Walk into Nina Cherie Couture in downtown Spokane and you’ll feel two things at once: elegance and grit. Owner, designer, and dressmaker Nina Cherie built her business the old-school way–by apprenticing, failing forward, and saying yes to challenges before she felt “ready.” Her story is a masterclass in believing in yourself, taking chances, learning from mistakes, and seeking out the people who will sharpen your skills.
Nina taught herself to sew young, then leveled up by apprenticing with a master tailor and completing intensive training at New York’s Fashion Institute of Technology. Along the way, a single decision–to take on a bridal gown she’d never made before–changed everything. “I was up for the challenge, and I did it. I made some mistakes, but it was the push. I accomplished it; she loved her dress in the end, and it made me think I could do this.”
That mix of courage and humility threads through her journey. She didn’t wait for an invitation to learn; she made one. “I put an ad on Craigslist and said I was just looking to learn. He had me watch him, and I would copy things; he corrected me by showing me. I’m a visual learner, so I learned precision and the value of making a garment look like you bought it, not homemade.” From there, she moved into technical design–translating creative sketches into garments that fit, function, and scale–working with brands like Michael Kors.
But progress is never a straight seam. Nina openly shares a painful miss–ruining a commission for an NFL player’s mother–that nearly made her quit. What kept her going was an inner certainty and the willingness to keep learning. “I think what’s for you will always find you. If you want to give up but still feel a fire when you see someone doing the thing you want to do, it means it’s still there. The bumps are meant to challenge you.”
That determination was shaped years earlier, when Nina volunteered in nursing homes as a teenager. Sitting with elders, she heard the weight of regret repeated again and again. “I talked to so many older people who said, ‘I wish I could go back and do this or that.’ Hearing those regrets made me say, I don’t want to be like this. I have to do it.” For Nina, that perspective hardened into a vow: she would live without regret, take risks, and push past fear.

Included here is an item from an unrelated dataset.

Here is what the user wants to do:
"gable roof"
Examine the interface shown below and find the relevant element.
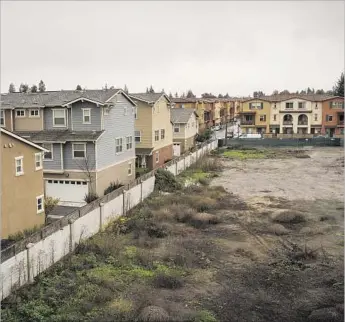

Representation matters to Nina, and so does range. In a city where Black residents make up a small percentage of the population, her client list spans cultures and backgrounds. For her, excellence is universal–and it’s also a platform. She is deliberate about mentoring, opening doors, and naming her worth in an industry that too often asks makers to shrink. Entrepreneurship, she adds, requires both heart and strategy: study your market, specialize in what inspires you, and deliver at a standard that commands the price.
That ethos extends beyond fashion. Nina’s vision includes building a bridge between African Americans and the continent–she purchased land in Ghana with plans for an oceanside retreat that welcomes Black travelers “home.” It’s a living lesson in taking chances and refusing regret: start where you are, follow the tug, and surround yourself with people who believe bigger for you.
Her advice to young creators is refreshingly practical: get technical. Pattern making is engineering; couture is math plus taste. Don’t chase the glamour without the grind. Apprenticeships, technical colleges, job shadowing–these are accelerators if you assert yourself as a learner. And remember that confidence grows from competence: every precise hem, every corrected draft, every re-done seam is a brick in your foundation.
Nina’s legacy goal is as crisp as a freshly pressed bodice: don’t let anything or anyone hold you back. It’s not about being fearless; it’s about doing it anyway, if you are scared, choosing growth, and refusing to be defined by a single mistake. It’s also about the responsibility to pass knowledge on. This echoes the adage that can keep the connective tissue of a thriving community strong: Give someone a fish and they’ll eat for a day, teach them how to fish and they’ll eat forever.
In Nina Cherie’s world, faith meets follow-through. You take the shot, you apprentice yourself to the craft, and you keep showing up–stitch by stitch–until your work speaks for you. Then you use that voice to make room for the next one in line.